Et ses questions sans
réponse. Tous les pourquoi de la terre. Universels.
Elle se mit à lui écrire,
aborda pour lui tous les sujets qui lui tenaient à cœur… Sans honte ni pudeur.
Les mots écrits étaient
plus libres que la parole. Tournant autour de ses interrogations.
Finir la lettre, c’était
couper le lien. Alors elle continuait à lui parler dans son carnet, avec
ce stylo-encre qui l’obligeait à freiner sa main, de cette petite écriture fine
qui ne lui ressemblait pas.
Elle avait trouvé un
messager. Les lettres furent toutes acceptées.
Sans un mot.
Sans lassitude.
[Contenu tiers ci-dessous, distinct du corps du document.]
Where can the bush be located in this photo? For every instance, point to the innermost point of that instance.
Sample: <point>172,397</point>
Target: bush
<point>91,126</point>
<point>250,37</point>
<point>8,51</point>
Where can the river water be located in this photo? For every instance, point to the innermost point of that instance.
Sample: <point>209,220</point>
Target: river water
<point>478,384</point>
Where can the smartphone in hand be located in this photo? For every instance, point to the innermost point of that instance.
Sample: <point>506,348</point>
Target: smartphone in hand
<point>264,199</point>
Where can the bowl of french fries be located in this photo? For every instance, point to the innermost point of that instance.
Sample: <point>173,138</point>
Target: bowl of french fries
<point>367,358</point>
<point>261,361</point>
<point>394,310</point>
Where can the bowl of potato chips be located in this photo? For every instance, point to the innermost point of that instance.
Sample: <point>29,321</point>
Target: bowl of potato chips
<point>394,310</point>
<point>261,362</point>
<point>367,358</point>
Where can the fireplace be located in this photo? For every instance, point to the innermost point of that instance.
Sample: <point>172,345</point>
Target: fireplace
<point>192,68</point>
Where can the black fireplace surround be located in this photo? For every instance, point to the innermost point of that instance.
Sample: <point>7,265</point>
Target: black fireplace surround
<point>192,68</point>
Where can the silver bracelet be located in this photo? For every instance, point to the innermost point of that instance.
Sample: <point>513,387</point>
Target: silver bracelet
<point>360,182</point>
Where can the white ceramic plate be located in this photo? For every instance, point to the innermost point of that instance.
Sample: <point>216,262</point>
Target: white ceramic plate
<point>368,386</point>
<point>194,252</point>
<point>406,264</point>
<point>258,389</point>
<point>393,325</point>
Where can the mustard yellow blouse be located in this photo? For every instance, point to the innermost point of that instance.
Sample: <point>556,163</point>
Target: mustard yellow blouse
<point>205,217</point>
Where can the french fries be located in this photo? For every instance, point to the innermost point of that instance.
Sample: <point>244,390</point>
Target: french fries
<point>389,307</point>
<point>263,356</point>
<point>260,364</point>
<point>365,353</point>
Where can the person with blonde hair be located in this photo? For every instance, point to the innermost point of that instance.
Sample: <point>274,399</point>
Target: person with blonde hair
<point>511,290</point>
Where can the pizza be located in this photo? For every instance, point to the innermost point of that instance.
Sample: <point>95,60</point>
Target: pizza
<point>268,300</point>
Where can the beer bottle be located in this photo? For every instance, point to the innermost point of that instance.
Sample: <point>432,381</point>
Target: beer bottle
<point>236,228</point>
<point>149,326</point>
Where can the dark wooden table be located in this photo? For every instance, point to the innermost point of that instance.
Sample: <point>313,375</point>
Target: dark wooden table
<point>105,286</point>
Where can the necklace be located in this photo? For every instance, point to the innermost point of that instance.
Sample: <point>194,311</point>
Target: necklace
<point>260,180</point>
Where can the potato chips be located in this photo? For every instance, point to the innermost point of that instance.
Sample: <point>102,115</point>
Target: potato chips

Sans
colère. Sans exaspération.
Il les mettait dans sa
poche mais ne répondit jamais. Les mots écrits eux aussi soumis au silence.
Elle déchira une nouvelle
page. Puis une autre encore, et encore…
Les jours et les semaines
défilèrent, elle se retrouva à un nouveau printemps. En même temps que la vie
reprenait autour d’elle, elle se sentait sortir de sa léthargie.
Elle attrapa son carnet
et tenta de lire ses mots, pathétiques moucherons pris dans les filets de la
toile de papier, qui n’en pouvaient plus de solitude. Ils finissaient de s’user
dans le silence. Illisibles.
Il était temps de passer
à autre chose.
Elle déchira une autre
page, puis encore une autre… Et toutes partirent en virevoltant et dansant vers
le fleuve, le fleuve qui diluerait ses chimères en même temps que ses mots et les
ferait disparaître avant même que le papier ne se délite.
Considérant son carnet
désormais mutilé, elle le laissa tomber, mettant définitivement un terme à cet
amour de jeunesse qui n’avait pourtant jamais existé, cet amour de jeunesse
avorté mais qu’elle avait malgré tout voulu porter.
Inutile.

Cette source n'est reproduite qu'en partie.